Downtown Fargo District
a.k.a. N.R. Control Nos. 0911792158;0913822518;0717791722;062579151
Roughly Roberts St., from S. 1st Ave. to 5th Ave. N., and Main Ave., Fargo, NDThe significance of the downtown Fargo district lies in its unusually large concentration of diverse architectural styles, and in the extent to which Fargo's business district became the premier service, commercial, and distribution hub for a region extending from northwestern Minnesota through eastern North Dakota, including a major portion of the Red River Valley. The district represents a complete catalog of architectural styles fashionable in commercial construction from 1878 Italianate through 1930-40 Art Moderne. For over 50 years, the district was identified with large volume service and retail establishments and agricultural implement dealerships, the results of excellent rail connections in the cardinal directions.
In 1872, Fargo became the North Dakota entry point for the Northern Pacific Railroad. The railroad completed construction to Bismarck on the Missouri River before its i financial collapse precipitated the Panic of 1873. The reorganization of the NP and resumption of construction to the Pacific in 1879 marks the date that Fargo began to achieve significance architecturally and historically. By 1883, the NP was completed to the West Coast and Fargo had been made a division headquarters for the railroad. Birdseye views and photographs from 1880 show that the 500 and 600 blocks on the south side of Main Ave. (then Front St.), near the NP's Headquarters Hotel, were developed with solid business fronts, albeit many were frame buildings that were gradually replaced by masonry during the 1879-86 Great Dakota Boom. Of this early period, the only intact business block today is the 600 block of Main Ave. Similar early structures between 6th St. South and the Red River of the North were cleared for urban renewal in the 1960s.
Several important early structures on the south side of Main Ave. and vicinity represent the Great Dakota Boom period which led to statehood in 1889. The first Luger Furniture Store (#85) at 716 Main Ave. is a brick commercial Victorian Gothic store built in 1882 from plans by Proctor and Daniels, an early local architectural firm.
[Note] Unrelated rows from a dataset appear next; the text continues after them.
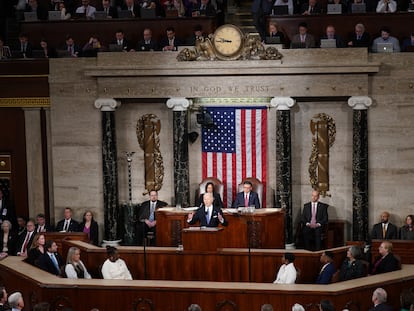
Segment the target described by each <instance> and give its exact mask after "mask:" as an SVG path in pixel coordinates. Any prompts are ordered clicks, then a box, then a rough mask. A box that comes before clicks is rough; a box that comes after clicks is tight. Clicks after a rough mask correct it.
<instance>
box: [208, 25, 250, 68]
mask: <svg viewBox="0 0 414 311" xmlns="http://www.w3.org/2000/svg"><path fill="white" fill-rule="evenodd" d="M212 43H213V47H214V50H215V52H216V56H217V58H219V59H221V60H235V59H238V58H239V57H240V56H241V55H242V53H243V47H244V34H243V32H242V31H241V30H240V29H239V28H238V27H236V26H234V25H231V24H225V25H222V26H220V27H219V28H217V30H216V31H215V32H214V36H213V42H212Z"/></svg>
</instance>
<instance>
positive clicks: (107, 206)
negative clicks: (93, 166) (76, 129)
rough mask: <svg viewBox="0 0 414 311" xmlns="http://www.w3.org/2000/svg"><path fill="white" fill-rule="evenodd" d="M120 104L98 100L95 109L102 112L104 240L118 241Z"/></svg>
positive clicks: (99, 99) (119, 223)
mask: <svg viewBox="0 0 414 311" xmlns="http://www.w3.org/2000/svg"><path fill="white" fill-rule="evenodd" d="M119 106H120V103H119V102H117V101H116V100H115V99H112V98H98V99H97V100H95V107H96V108H98V109H100V110H101V112H102V166H103V167H102V169H103V196H104V225H105V228H104V240H106V241H117V240H119V239H120V236H121V234H122V233H121V224H120V211H119V204H118V201H119V200H118V167H117V147H116V132H115V109H116V108H117V107H119Z"/></svg>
Around the corner at 9-11 8th St. S. (#4), the same architects built the Masonic Block in 1884 in a similar style. These two buildings are the best surviving examples of this style in North Dakota, and the Masonic Block has been listed on the National Register since 1975. Like many of Fargo's early architects, both Charles N. Daniels, who had worked in Minneapolis before moving to Fargo and John N. Proctor moved to the Pacific Northwest to find new work in the late 1880s.
Fargo's greatest surviving concentration of Italianate commercial structures built during the Great Dakota Boom can be found fronting Main Avenue between 602 and 618 Main Ave. Before the Fargo Fire destroyed 90 percent of the city center in 1893, Italianate features, such as paired bracketed cornices, arched windows, hood molds, and drip molds, could be seen on the majority of downtown Fargo business blocks. The Italianate style, popular in earlier decades farther east, is the earliest commercial high style found in North Dakota. It quickly became eclipsed in the region after 1890, and few good examples are found in the state today.
Listed in National Register of Historic Places in 1983.
The National Register of Historic Places is the official list of the Nation’s historic places worthy of preservation. Authorized by the National Historic Preservation Act of 1966, the National Park Service’s National Register of Historic Places is part of a national program to coordinate and support public and private efforts to identify, evaluate, and protect America’s historic and archeological resources.